田中耕太郎は教育基本法が制定された直後、「元来教育勅語はその内容たる徳目においては「古今ニ通シテ謬ラス中外に施シテ悖ラ」ざる、人倫の大本即ち道徳的自然法を宣明するものであり」、「これを反古同様に廃棄してしもうことは絶対に誤りといはなければならない」と述べながらも、「それが心理にかなうが故でなく、神格にまで高められた天皇の命じ給うたところなるが故に我々に対し権威----道徳的の意味においての----を有するとする考え方」が誤っていたと告白した。実は神格的な天皇の存在こそが、自然法的道徳原理への信奉を可能にさせたのであったが、田中はこの自然法の認識方法自体を認めようとはしなかったのである。
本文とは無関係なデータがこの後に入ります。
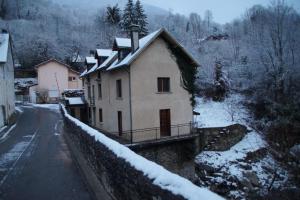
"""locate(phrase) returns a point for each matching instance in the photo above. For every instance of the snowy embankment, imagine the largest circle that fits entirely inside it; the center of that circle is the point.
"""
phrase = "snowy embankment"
(220, 114)
(160, 176)
(247, 166)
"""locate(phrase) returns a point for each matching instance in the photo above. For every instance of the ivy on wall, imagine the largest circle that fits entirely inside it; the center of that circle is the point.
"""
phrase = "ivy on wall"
(188, 71)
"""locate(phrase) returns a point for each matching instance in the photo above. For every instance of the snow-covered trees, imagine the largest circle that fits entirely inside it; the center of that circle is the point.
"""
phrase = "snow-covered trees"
(113, 15)
(140, 18)
(134, 14)
(221, 84)
(128, 16)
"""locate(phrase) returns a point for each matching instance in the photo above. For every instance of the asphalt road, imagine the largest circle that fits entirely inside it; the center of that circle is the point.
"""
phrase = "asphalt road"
(35, 162)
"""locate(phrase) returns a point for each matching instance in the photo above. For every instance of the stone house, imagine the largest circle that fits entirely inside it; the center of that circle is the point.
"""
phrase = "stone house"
(135, 90)
(7, 100)
(54, 77)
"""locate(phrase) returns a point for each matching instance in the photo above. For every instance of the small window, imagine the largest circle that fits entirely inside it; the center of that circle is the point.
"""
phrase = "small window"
(99, 91)
(72, 78)
(119, 88)
(163, 84)
(100, 115)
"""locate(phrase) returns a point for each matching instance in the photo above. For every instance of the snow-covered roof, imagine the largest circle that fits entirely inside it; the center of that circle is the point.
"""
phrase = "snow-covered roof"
(123, 42)
(109, 60)
(83, 73)
(25, 82)
(145, 42)
(90, 60)
(4, 40)
(93, 68)
(75, 100)
(59, 62)
(104, 52)
(112, 62)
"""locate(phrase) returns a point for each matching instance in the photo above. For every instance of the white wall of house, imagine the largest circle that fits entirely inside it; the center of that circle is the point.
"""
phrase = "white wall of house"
(156, 61)
(54, 78)
(7, 97)
(109, 103)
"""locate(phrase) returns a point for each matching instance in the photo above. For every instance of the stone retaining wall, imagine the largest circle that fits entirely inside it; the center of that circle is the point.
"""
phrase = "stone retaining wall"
(118, 177)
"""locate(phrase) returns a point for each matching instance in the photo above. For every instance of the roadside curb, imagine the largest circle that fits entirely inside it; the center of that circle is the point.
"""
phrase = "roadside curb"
(8, 126)
(94, 185)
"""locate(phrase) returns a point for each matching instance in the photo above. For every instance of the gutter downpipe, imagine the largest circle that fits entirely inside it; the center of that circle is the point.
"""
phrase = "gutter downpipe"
(130, 103)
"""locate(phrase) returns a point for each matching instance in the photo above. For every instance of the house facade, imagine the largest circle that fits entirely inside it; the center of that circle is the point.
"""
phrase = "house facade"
(135, 89)
(7, 101)
(53, 78)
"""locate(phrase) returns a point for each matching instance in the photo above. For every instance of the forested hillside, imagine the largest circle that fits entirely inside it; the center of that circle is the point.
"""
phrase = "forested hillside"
(257, 54)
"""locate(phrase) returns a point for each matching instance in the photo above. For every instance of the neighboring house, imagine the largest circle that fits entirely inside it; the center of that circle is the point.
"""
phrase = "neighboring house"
(135, 89)
(75, 104)
(7, 100)
(53, 78)
(22, 86)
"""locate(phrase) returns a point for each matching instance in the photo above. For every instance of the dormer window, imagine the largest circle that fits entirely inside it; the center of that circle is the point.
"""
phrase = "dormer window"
(122, 53)
(98, 76)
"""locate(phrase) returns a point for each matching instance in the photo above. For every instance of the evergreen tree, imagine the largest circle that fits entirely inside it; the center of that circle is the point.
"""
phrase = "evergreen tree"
(128, 16)
(140, 18)
(113, 15)
(221, 83)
掲題の著者が言いたいのは、ようするに、戦前も現在の平和憲法の理念にかなり近い形で考えていた人は戦前にもいた、ということなのであろう。
その場合、掲題の著者の重点の置き方は、国家の「善」が、その「延長」として、「世界平和」と「等価」に主張されていることである。つまり、そういった認識の延長で、多くの戦前の日本人は、天皇制をとらえようとした。
つまり、天皇は、

  • 世界平和の「象徴」

という理念を、なんとかして、定義し認識しようとした。
しかし、結果としては、天皇は「神」であると文部省に子供の頃から、脳にすりこまれて、世界を統べる軍神である天皇の下に、世界中の人々を平伏させるために、世界中を敵に回して戦争をしかけ、台湾、韓国、満洲を献上し、それをさらに世界中に広げようとアメリカに仕掛けた、と。
いずれにしろ、政治は、その政治を担う個人の「人となり」が、大きく依存する。どんなに大金持ちの地元の資産家でも、性根が鬼畜だったら、さんざん、地元の平和をぶっこわして、お金をちょろまかして、地元を焼け野原にしてトンズラするであろう。そう考えるなら、とにかく、篤実家というのは、まったくそうで、お金なんかなくても、変な知識をバカみたいにためこんでなくても、実直に真面目に生きてくれる人なら、なんとかなる、ということなわけである。
しかし、戦後においても、国旗国家法によって、高校の先生の「口元チェック」なんかをやっているところを見ると、あいかわらず、外面重視、ご真影に向かっての、御辞儀の角度で、

  • 出世

が決まるような、一種の「ポピュリズム」的な、「形式」的愛国心アッピール競争の過激化をもたらすわけで、特に、今はSNSの時代だけに、すぐに

  • 非国民

とか言われて、特高に密告される、戦前政治が復活するのかもしれません...。